This is not a “real” post — just evidence to the fact that I think too much. I’m not about to go into details about the surrounding circumstances, not in a public forum, but these are just some of the random musings to which my mind has been host recently. Feel free to answer any or all of them, as I’m not quite sure what I think, myself!
- How far would you go to stand by a family member who’s done something wrong?
- Does it matter what they’ve done?
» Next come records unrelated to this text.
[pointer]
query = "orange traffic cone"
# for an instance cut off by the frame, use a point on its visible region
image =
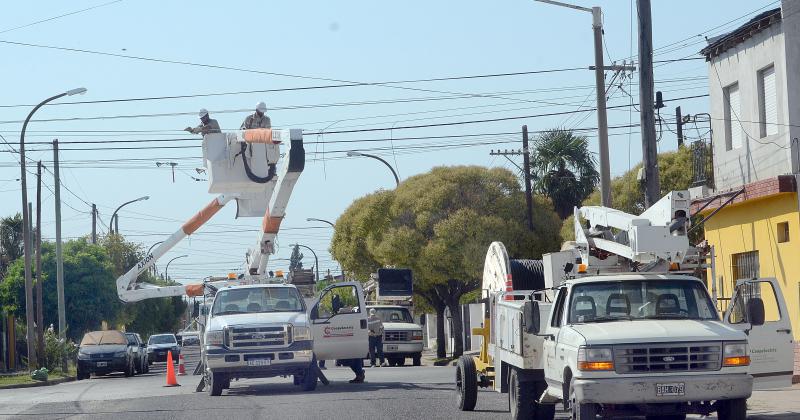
(171, 380)
(181, 367)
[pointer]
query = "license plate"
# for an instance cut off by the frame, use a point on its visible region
(673, 389)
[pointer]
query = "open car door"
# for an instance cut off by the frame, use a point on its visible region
(771, 344)
(339, 322)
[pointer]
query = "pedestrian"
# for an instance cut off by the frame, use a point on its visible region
(375, 338)
(207, 124)
(259, 119)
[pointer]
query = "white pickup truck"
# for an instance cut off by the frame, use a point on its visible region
(586, 331)
(266, 330)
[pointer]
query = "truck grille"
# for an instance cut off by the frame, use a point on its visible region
(254, 337)
(396, 335)
(668, 357)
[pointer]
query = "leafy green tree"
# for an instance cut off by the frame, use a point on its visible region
(563, 168)
(627, 194)
(440, 224)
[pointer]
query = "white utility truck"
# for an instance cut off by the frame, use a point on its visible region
(615, 325)
(257, 324)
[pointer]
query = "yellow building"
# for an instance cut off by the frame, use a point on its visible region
(751, 200)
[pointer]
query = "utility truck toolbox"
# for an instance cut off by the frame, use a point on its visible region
(618, 324)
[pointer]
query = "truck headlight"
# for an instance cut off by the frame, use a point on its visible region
(215, 338)
(735, 354)
(301, 333)
(595, 358)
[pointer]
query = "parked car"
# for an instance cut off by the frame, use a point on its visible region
(103, 352)
(158, 345)
(140, 352)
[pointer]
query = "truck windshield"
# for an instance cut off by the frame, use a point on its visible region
(394, 315)
(636, 300)
(257, 299)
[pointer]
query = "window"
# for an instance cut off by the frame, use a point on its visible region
(767, 102)
(783, 232)
(745, 265)
(733, 112)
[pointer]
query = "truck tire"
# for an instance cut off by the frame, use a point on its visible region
(213, 384)
(522, 399)
(466, 383)
(581, 410)
(527, 274)
(309, 382)
(735, 409)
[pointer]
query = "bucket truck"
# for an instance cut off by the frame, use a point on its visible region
(616, 324)
(258, 325)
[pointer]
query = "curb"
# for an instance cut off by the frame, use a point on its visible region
(37, 384)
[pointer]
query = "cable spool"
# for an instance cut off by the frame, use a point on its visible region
(527, 274)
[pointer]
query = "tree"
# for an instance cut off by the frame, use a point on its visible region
(10, 241)
(439, 224)
(627, 194)
(563, 168)
(295, 260)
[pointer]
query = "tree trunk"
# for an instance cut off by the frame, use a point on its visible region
(441, 349)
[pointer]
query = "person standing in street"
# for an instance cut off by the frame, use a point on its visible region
(259, 119)
(375, 338)
(207, 124)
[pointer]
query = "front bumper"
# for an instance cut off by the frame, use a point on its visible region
(291, 360)
(402, 348)
(641, 390)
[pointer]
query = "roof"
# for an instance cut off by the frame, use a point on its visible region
(720, 44)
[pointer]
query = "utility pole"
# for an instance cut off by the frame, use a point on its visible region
(62, 319)
(526, 166)
(602, 117)
(652, 190)
(94, 223)
(39, 277)
(30, 335)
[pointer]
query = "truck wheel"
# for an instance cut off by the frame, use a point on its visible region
(581, 410)
(732, 409)
(466, 383)
(213, 384)
(417, 359)
(309, 382)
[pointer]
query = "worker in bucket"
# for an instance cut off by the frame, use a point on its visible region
(259, 119)
(207, 124)
(375, 339)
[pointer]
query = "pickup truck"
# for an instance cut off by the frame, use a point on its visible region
(266, 330)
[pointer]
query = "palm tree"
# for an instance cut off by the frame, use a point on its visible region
(563, 168)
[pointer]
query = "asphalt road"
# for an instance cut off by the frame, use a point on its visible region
(389, 393)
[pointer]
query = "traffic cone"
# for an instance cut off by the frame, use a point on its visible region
(171, 380)
(181, 367)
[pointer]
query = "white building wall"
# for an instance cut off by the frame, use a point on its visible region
(758, 158)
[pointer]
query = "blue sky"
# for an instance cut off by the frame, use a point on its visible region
(309, 42)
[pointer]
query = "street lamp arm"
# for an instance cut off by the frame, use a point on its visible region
(396, 178)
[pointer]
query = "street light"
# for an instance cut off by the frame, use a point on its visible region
(26, 234)
(115, 219)
(354, 154)
(316, 260)
(166, 270)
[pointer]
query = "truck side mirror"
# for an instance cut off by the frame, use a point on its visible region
(755, 311)
(531, 317)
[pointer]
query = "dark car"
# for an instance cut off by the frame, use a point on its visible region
(103, 352)
(158, 345)
(140, 352)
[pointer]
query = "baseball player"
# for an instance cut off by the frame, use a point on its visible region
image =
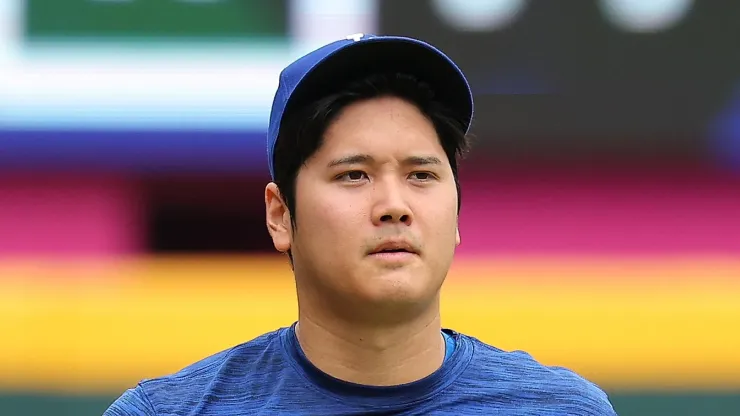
(363, 145)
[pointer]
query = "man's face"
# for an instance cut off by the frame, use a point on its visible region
(377, 209)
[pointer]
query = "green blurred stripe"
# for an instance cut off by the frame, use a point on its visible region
(626, 404)
(156, 18)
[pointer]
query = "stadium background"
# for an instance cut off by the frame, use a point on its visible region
(601, 204)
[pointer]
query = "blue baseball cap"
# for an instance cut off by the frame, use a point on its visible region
(319, 72)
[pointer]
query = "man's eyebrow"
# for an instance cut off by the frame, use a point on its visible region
(351, 160)
(422, 160)
(409, 161)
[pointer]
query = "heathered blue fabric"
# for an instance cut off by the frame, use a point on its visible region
(270, 375)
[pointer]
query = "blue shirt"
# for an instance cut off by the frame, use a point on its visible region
(270, 375)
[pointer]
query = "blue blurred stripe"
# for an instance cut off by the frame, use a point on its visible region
(134, 151)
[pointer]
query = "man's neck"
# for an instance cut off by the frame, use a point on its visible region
(377, 356)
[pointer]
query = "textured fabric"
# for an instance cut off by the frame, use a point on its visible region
(449, 345)
(270, 375)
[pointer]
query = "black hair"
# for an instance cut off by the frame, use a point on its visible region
(302, 130)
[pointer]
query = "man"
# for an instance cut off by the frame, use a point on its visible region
(363, 143)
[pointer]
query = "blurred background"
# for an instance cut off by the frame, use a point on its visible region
(601, 204)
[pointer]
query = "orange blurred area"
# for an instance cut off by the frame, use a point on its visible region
(633, 323)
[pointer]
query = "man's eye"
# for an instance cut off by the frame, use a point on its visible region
(353, 176)
(422, 176)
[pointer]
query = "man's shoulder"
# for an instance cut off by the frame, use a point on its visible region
(212, 376)
(519, 374)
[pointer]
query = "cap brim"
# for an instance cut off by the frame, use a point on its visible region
(384, 54)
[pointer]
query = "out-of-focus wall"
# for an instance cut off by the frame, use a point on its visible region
(601, 204)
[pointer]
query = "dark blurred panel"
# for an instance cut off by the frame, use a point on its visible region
(190, 214)
(562, 80)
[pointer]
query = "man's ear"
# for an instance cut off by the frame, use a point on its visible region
(278, 218)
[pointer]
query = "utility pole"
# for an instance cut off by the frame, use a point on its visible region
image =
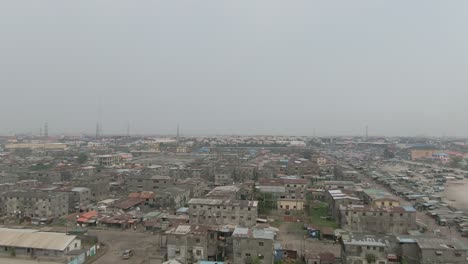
(367, 133)
(46, 130)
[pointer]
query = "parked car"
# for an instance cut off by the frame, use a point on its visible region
(127, 254)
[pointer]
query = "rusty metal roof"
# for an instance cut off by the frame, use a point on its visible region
(29, 238)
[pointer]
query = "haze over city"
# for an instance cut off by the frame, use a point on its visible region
(242, 67)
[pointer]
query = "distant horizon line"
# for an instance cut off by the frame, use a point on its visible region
(226, 135)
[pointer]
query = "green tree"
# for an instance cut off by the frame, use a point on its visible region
(455, 162)
(82, 158)
(370, 258)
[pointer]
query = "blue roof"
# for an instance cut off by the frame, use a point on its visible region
(409, 208)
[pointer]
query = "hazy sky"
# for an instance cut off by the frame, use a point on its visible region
(235, 67)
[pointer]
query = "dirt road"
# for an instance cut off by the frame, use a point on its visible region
(118, 241)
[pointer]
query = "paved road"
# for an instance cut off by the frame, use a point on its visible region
(22, 261)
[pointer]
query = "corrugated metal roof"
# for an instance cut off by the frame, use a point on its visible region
(34, 239)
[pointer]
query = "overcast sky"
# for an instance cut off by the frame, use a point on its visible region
(235, 67)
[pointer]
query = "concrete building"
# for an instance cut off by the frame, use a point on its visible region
(379, 220)
(107, 160)
(359, 248)
(192, 243)
(336, 198)
(377, 197)
(431, 249)
(138, 183)
(80, 196)
(223, 179)
(291, 204)
(35, 204)
(222, 212)
(252, 246)
(29, 243)
(422, 153)
(286, 187)
(225, 192)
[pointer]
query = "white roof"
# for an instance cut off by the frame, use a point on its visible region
(29, 238)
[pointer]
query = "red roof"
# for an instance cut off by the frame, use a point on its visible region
(82, 220)
(89, 214)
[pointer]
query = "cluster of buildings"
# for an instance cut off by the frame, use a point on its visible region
(214, 199)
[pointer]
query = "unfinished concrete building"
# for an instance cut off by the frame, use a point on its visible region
(35, 204)
(252, 246)
(223, 211)
(380, 220)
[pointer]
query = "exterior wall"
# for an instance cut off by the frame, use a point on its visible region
(446, 256)
(245, 250)
(223, 179)
(286, 204)
(37, 252)
(421, 153)
(352, 254)
(187, 248)
(146, 183)
(377, 222)
(222, 215)
(36, 205)
(386, 203)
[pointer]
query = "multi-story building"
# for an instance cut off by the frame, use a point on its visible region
(432, 249)
(359, 248)
(380, 220)
(35, 204)
(223, 211)
(138, 183)
(252, 246)
(336, 198)
(377, 197)
(107, 160)
(190, 243)
(223, 179)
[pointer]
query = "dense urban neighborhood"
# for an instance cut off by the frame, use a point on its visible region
(233, 199)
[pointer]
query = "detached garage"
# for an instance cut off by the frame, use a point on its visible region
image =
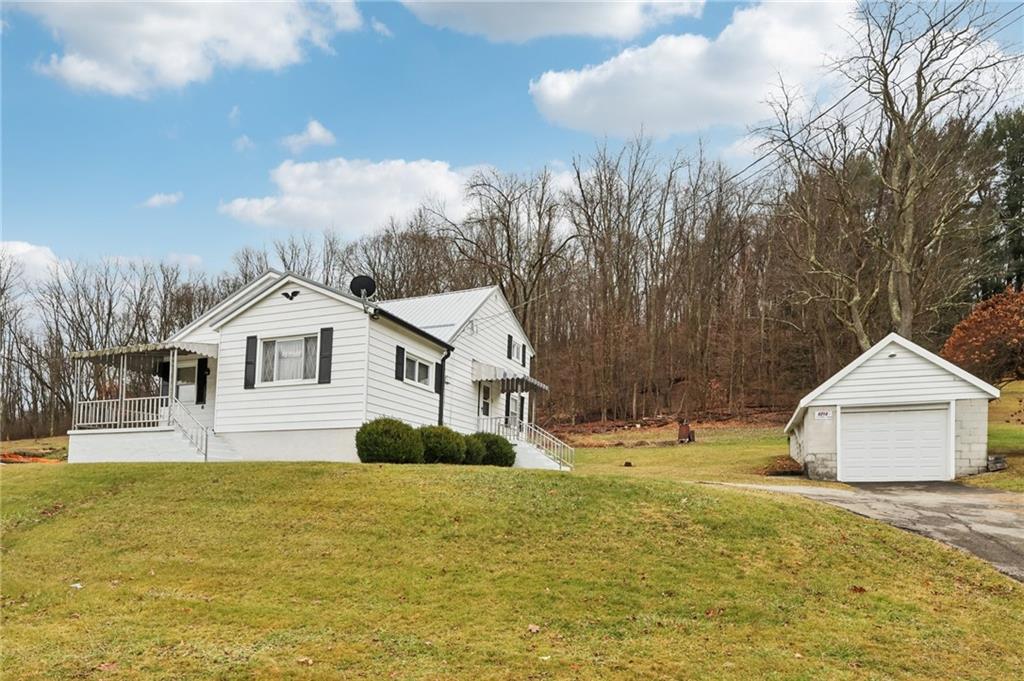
(897, 413)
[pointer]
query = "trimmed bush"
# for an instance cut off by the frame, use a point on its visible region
(442, 445)
(475, 450)
(388, 441)
(498, 451)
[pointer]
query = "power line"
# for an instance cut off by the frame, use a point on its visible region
(992, 29)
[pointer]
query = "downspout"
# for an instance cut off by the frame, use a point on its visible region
(440, 395)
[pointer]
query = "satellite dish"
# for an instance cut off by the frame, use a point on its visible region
(363, 286)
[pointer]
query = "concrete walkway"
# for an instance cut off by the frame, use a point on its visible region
(988, 523)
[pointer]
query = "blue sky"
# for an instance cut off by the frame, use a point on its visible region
(146, 131)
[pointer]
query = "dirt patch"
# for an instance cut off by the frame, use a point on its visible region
(15, 458)
(782, 466)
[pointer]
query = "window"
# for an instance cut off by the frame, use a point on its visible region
(484, 399)
(417, 371)
(185, 384)
(289, 359)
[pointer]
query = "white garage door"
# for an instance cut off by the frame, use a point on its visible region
(883, 445)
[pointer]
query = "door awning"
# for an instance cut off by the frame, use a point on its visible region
(510, 382)
(206, 349)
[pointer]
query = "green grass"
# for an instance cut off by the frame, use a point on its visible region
(252, 570)
(733, 455)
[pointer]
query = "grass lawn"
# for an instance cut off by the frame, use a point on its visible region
(734, 454)
(311, 570)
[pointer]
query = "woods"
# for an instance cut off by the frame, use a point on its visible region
(653, 284)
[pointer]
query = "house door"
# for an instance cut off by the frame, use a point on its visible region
(484, 399)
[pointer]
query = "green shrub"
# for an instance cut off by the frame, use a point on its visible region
(388, 441)
(475, 450)
(498, 451)
(442, 445)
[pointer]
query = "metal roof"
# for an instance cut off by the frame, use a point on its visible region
(442, 314)
(206, 349)
(510, 382)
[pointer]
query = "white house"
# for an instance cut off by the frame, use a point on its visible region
(897, 413)
(287, 369)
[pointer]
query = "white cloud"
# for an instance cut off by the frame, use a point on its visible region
(161, 200)
(243, 143)
(36, 261)
(186, 260)
(501, 20)
(353, 196)
(380, 28)
(685, 83)
(134, 48)
(314, 135)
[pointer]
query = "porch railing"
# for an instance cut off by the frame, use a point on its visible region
(515, 430)
(197, 433)
(127, 413)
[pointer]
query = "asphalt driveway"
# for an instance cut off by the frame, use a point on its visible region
(988, 523)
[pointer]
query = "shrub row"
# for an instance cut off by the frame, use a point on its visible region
(392, 441)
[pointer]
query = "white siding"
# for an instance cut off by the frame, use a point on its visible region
(386, 395)
(905, 378)
(337, 405)
(485, 340)
(203, 334)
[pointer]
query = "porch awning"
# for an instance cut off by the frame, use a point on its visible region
(206, 349)
(509, 382)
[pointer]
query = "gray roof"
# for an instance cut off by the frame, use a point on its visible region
(442, 314)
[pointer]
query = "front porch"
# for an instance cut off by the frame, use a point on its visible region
(517, 425)
(152, 386)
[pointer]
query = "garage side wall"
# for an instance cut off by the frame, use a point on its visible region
(972, 436)
(818, 445)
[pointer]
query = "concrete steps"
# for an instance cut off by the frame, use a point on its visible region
(527, 456)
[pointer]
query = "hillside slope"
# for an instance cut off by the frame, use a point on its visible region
(272, 570)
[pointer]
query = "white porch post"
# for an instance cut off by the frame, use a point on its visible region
(76, 384)
(121, 390)
(172, 382)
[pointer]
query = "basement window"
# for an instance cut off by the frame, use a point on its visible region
(417, 371)
(289, 359)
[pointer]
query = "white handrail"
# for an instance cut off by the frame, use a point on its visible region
(117, 413)
(190, 426)
(513, 429)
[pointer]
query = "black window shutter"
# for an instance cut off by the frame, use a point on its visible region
(250, 362)
(399, 363)
(327, 351)
(201, 370)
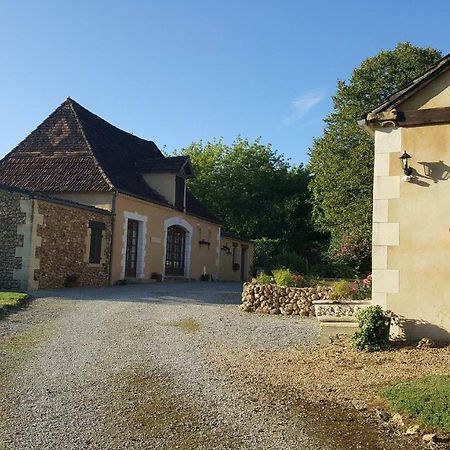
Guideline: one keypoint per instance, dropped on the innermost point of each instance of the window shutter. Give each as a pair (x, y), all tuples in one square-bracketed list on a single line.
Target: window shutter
[(95, 248)]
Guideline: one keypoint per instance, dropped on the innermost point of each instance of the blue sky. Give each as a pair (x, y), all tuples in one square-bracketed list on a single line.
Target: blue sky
[(178, 71)]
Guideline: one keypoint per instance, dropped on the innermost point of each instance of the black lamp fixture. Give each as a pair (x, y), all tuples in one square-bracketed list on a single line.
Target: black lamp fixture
[(405, 164)]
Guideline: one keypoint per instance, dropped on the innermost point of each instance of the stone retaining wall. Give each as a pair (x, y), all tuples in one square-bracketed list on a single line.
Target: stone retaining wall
[(64, 248), (273, 299)]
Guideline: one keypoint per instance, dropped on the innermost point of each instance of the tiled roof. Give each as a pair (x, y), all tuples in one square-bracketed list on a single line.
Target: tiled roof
[(74, 150), (415, 85), (172, 164)]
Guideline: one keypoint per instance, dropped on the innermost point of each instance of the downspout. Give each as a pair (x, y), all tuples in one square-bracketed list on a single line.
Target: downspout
[(111, 245)]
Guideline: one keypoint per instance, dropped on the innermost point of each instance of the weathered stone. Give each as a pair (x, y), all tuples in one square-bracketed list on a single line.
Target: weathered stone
[(429, 437), (442, 438), (382, 415), (359, 405), (414, 429), (397, 420)]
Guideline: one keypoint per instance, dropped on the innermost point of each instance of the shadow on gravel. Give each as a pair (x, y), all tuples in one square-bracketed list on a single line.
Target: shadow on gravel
[(164, 293), (340, 428)]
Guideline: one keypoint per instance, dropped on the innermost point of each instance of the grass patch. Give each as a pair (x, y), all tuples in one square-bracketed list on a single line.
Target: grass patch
[(154, 412), (11, 300), (187, 325), (426, 399)]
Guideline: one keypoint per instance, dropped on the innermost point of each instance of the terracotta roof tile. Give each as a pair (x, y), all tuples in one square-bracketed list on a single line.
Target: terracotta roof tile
[(77, 151)]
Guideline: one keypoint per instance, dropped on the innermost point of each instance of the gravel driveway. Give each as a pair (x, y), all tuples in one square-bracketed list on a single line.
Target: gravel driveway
[(139, 367)]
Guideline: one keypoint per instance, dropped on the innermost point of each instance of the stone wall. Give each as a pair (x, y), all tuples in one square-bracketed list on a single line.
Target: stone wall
[(273, 299), (64, 248), (10, 217)]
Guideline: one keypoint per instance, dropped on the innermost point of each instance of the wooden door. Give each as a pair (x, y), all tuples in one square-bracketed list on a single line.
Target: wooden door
[(175, 250), (244, 250), (132, 243)]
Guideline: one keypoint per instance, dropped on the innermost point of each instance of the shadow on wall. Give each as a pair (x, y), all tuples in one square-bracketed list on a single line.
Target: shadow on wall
[(433, 170), (416, 329)]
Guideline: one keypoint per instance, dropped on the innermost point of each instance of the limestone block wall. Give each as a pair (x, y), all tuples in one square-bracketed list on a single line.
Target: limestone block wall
[(273, 299), (11, 216), (64, 247)]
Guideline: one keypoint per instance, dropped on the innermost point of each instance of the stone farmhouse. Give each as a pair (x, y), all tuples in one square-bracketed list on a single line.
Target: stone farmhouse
[(85, 203), (411, 212)]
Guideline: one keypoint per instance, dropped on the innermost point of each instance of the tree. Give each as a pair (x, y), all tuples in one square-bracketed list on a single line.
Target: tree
[(341, 161), (254, 191)]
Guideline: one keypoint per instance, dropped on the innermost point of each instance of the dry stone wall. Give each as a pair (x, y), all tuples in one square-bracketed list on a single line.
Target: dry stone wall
[(273, 299), (10, 217)]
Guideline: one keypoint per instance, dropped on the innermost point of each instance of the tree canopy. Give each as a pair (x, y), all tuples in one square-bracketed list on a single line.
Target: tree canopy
[(254, 191), (341, 161)]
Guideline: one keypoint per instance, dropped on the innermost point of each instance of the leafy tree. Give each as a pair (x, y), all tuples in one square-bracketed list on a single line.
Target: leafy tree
[(254, 191), (342, 159)]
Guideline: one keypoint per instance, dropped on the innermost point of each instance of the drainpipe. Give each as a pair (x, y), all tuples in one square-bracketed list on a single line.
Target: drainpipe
[(111, 245)]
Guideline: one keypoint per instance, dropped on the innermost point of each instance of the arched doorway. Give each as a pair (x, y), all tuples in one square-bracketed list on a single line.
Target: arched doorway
[(175, 251)]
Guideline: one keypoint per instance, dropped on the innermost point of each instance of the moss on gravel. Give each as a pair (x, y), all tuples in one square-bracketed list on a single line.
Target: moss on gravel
[(187, 325), (426, 399), (11, 300), (155, 412)]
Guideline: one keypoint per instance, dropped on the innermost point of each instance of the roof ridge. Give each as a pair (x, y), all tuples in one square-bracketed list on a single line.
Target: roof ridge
[(413, 86), (105, 177)]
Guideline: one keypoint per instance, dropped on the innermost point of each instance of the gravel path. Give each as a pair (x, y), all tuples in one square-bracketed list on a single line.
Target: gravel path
[(131, 367)]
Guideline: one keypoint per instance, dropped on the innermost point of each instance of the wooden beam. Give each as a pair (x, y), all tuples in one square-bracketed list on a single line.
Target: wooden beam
[(431, 116)]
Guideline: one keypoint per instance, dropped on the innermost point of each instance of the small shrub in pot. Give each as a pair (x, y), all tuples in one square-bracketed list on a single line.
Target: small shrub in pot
[(373, 330)]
Would you draw the line somewhere — assault, theft, rape, murder?
- Would it make a difference whether you’re related by blood or by marriage?
- Why is it that things which ought to bring people together can instead tear them apart?
- How is it that people can be so oblivious to their own faults — to the extent that they view themselves as possessing exactly the opposite attribute?
- What do you do when you’re caught between a rock and hard place?
- When is it better to play deaf and dumb, and when is it better to get into something that might hurt and will definitely stir things up?
- What do you do when you are so angry that you can’t even see straight, but you can’t tell anyone or do anything about it because you don’t know if it would just be a venting session or if you’d blow up?
- When did the world become so populated with crazy, greedy, self-righteous people?
- Why is it that no matter what happens to make this blatantly obvious, I will never learn that whatever I do will never be good enough, and that the only person anyone can ever really trust is themselves?
…And I think I will stop there, though I could on for quite a while longer.
Regular posting will hopefully resume tomorrow. Enjoy your Sunday!